A Kat remembers ... "Paki-bashing" was a term that entered the English language during
his teems, along with "aggro" and "skinhead". Note the Doc Martens, often termed "bovver boots"
This Kat was going to let this story hang around till Friday, in the hope that an English translation of the General Court's decision might have made itself available in the meantime. However, today's decision in Case T-526/09 PAKI Logistics GmbH v OHIM; soutenu par Royaume-Uni de Grande-Bretagne et d’Irlande du Nord -- available only in French and German so far -- has drummed up a lot of activity in the general vicinity of the Kat's email in-box, spearheaded by the articulate and erudite Simon Malynicz (3 New Square) who appeared for the Royaume-Uni [Merpel explains: the United Kingdom has been rebranded 'Royaume-Uni' in a desperate attempt to advance in the alphabetical list of EU Member States. An Earlier attempt to rebrand the UK as Albion was opposed by the French, who described the move as 'perfidious'].

So what happened in this case? According to the very handy, and indeed swiftly-posted, note on the MARQUES Class 46 blog by the lovely, learned and and indeed alliterative Laetitia Lagarde, the General Court upheld the OHIM Board of Appeal's refusal to register the word mark PAKI for various goods and services in Classes 6, 20, 37 and 39. The refusal was on absolute grounds, since use of the mark would be “contrary to public policy or to accepted principles of morality” under Article 7(1)9f) of the Community Trade Mark Regulation.  Since many of the IPKat's readers have mastered English as a second, third or even fourth language, it should be explained that -- for the indigenous English-speaking public of Albion -- the term ‘paki’ is perceived as a racist word, a derogatory and insulting appellation for Pakistani people or, more widely, for any dark-skinned immigrant from the Indian subcontinent.

The General Court affirmed that the protection against any discrimination is a fundamental value of the European Union, as provided in Articles 2 and 3, paragraph 3 of the EU Treaty, by Articles 9 and 10 of the Treaty on the Functioning of the European Union, and by Article.21 of the Charter of Fundamental Rights of the European Union. That was fine, of course, but was it enough to sink the trade mark application?

The applicant, unimpressed by all this airy-fairy stuff, submitted evidence which sought to refute the perception of this term as being purely insulting, seeking to prove that the term was used by the Pakistani community itself to refer to food and various products originating from South Asia. However, OHIM, supported by the UK government, was able to demonstrate that there was still ample evidence to the contrary (one example of this being an article on "Paki bashing" article submitted by OHIM).

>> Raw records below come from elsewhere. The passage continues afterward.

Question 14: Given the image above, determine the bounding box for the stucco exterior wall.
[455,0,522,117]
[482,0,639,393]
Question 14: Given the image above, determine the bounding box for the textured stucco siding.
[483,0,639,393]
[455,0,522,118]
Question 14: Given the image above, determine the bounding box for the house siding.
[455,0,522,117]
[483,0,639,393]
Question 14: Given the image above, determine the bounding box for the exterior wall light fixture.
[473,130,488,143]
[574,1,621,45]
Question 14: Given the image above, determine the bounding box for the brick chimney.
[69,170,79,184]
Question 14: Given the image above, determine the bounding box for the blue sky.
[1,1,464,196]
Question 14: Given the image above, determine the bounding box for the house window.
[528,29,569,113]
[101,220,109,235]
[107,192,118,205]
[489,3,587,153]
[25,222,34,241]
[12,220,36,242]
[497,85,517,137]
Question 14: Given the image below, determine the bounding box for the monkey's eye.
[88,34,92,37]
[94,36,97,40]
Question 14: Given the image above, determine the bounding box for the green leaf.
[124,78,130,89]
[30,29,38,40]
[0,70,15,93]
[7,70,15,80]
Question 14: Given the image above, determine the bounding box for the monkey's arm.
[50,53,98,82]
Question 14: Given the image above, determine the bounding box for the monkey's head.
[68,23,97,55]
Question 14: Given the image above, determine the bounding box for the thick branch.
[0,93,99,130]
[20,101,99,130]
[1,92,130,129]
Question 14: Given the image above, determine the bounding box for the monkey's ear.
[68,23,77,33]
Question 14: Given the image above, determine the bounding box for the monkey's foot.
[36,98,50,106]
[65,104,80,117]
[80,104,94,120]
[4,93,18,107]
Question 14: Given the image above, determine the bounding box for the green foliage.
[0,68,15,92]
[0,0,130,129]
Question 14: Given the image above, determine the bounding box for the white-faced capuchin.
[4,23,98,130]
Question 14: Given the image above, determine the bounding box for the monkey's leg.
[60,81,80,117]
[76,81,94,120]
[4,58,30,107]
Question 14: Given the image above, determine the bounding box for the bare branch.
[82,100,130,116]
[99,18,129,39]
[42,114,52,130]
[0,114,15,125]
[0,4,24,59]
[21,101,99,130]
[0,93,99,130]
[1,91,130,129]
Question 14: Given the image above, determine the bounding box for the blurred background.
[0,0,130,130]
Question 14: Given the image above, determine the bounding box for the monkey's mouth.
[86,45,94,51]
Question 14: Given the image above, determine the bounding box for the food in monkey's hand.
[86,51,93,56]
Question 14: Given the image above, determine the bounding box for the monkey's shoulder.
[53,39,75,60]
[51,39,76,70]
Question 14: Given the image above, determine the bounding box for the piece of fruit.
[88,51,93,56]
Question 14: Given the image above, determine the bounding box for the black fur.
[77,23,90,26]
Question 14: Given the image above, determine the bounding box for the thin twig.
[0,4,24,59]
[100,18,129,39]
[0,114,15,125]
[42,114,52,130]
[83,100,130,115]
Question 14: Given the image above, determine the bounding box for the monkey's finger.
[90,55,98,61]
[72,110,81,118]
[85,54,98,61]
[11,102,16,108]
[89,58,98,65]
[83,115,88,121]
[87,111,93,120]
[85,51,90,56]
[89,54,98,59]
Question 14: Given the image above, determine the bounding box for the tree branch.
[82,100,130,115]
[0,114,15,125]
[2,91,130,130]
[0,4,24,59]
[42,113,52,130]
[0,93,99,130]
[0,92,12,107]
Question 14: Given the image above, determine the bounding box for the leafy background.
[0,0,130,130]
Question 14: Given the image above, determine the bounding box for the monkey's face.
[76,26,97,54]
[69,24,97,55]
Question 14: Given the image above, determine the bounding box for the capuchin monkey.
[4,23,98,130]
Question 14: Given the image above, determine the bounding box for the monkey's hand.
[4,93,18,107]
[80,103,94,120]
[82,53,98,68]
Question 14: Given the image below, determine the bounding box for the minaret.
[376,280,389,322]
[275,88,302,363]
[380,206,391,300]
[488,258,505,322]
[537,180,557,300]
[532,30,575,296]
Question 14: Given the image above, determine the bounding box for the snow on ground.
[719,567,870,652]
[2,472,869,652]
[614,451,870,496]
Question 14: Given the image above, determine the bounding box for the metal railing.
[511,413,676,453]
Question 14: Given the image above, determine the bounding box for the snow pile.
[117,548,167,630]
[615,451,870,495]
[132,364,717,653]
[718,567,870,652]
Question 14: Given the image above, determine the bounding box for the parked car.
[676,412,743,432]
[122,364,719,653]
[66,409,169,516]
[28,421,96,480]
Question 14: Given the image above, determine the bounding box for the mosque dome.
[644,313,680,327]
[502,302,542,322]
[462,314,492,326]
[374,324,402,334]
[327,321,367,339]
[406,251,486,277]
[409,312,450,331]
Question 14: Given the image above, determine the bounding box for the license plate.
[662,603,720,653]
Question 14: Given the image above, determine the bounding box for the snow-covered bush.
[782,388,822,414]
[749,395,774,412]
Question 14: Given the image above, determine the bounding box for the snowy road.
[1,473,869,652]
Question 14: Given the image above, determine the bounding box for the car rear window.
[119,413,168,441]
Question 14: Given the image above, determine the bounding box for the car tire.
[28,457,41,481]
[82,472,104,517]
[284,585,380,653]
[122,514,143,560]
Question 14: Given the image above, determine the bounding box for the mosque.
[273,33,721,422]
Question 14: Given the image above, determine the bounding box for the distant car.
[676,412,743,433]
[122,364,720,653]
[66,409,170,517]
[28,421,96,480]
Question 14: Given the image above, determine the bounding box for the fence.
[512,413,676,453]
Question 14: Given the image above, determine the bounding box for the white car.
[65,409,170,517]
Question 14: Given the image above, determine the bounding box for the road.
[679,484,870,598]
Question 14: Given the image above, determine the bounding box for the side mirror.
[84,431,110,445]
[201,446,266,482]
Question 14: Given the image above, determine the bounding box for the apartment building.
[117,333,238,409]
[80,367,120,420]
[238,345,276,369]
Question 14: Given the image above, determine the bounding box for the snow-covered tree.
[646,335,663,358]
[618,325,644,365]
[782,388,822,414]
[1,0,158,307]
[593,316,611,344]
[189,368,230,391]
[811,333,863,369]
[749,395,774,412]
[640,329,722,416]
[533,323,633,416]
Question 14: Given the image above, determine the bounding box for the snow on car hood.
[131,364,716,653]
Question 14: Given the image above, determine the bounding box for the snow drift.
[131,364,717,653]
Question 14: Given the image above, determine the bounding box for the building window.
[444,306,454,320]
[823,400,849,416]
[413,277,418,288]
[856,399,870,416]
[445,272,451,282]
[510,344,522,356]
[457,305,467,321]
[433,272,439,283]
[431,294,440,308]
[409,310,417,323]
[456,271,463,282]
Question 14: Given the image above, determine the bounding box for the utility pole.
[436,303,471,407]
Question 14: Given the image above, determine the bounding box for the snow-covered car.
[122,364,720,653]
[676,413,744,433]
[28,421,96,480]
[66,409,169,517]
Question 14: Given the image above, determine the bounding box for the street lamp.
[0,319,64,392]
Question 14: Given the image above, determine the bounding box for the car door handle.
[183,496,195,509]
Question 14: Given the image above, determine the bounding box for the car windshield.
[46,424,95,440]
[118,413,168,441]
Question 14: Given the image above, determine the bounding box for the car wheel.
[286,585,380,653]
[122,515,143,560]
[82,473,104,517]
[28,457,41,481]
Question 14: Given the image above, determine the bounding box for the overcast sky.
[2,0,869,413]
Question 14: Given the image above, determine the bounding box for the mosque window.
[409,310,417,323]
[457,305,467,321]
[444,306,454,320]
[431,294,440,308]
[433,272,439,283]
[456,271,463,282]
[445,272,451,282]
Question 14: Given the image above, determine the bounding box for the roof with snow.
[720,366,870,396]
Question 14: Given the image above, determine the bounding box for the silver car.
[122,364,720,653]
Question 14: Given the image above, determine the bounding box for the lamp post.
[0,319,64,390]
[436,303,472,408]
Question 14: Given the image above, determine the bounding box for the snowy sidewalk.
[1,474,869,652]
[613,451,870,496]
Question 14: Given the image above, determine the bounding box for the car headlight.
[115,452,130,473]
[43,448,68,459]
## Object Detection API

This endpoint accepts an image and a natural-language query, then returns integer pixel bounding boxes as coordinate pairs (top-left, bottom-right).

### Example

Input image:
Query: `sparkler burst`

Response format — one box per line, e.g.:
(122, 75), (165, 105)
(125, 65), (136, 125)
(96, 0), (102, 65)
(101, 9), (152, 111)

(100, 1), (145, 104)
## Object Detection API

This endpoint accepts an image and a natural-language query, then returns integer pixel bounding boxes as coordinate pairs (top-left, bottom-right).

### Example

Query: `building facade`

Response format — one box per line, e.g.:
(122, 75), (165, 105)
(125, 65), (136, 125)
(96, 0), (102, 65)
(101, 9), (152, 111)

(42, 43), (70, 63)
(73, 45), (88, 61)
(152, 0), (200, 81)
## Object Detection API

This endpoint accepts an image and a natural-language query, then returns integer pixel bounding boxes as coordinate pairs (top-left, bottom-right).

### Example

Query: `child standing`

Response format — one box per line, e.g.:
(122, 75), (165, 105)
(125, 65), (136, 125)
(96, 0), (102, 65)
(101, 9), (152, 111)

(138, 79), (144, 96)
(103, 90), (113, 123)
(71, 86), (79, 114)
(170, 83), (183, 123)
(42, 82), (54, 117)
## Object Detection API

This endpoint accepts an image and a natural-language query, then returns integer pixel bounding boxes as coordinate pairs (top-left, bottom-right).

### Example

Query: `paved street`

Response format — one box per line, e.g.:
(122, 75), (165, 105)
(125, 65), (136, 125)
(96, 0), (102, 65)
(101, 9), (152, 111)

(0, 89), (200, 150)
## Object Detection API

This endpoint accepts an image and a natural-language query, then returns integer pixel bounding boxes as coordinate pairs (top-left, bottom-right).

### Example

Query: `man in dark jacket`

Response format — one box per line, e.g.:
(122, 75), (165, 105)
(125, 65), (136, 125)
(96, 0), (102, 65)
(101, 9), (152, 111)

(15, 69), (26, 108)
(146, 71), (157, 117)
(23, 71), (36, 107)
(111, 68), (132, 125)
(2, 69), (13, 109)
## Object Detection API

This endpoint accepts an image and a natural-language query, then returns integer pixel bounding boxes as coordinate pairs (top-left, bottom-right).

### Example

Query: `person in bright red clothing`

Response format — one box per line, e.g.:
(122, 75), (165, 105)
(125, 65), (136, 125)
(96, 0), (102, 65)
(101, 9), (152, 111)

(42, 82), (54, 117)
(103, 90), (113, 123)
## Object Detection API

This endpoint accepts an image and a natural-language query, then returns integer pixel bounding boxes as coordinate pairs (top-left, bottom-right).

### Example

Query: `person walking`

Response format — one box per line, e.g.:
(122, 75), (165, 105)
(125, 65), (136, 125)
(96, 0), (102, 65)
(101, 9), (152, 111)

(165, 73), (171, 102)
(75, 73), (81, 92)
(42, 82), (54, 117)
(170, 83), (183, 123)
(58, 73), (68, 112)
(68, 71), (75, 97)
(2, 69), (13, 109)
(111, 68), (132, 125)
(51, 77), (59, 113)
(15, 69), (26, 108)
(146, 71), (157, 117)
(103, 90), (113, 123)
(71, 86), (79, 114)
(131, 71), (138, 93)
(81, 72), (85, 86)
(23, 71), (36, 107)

This member of the IPKat team is hugely relieved at this result, has several beneficial results. In particular
  • it shows that the submissions of the governments of EU Member States are indeed taken into account by the Court of Justice (which in turn means that it's worth responding to all and any calls by the government for responses to its frequent requests for guidance);
  • it provides a happy precedent for other minority groups (to which this Kat belongs (eg orthodox Jew, IP blogger, fictional cat) who might wish to see their feelings spared with regard to abusive terms;
  • it gives this Kat a rare opportunity to express his pleasure at the outcome of a case before the General Court even though the decision hasn't been issued in the national language of the country in which the applied-for mark was offensive.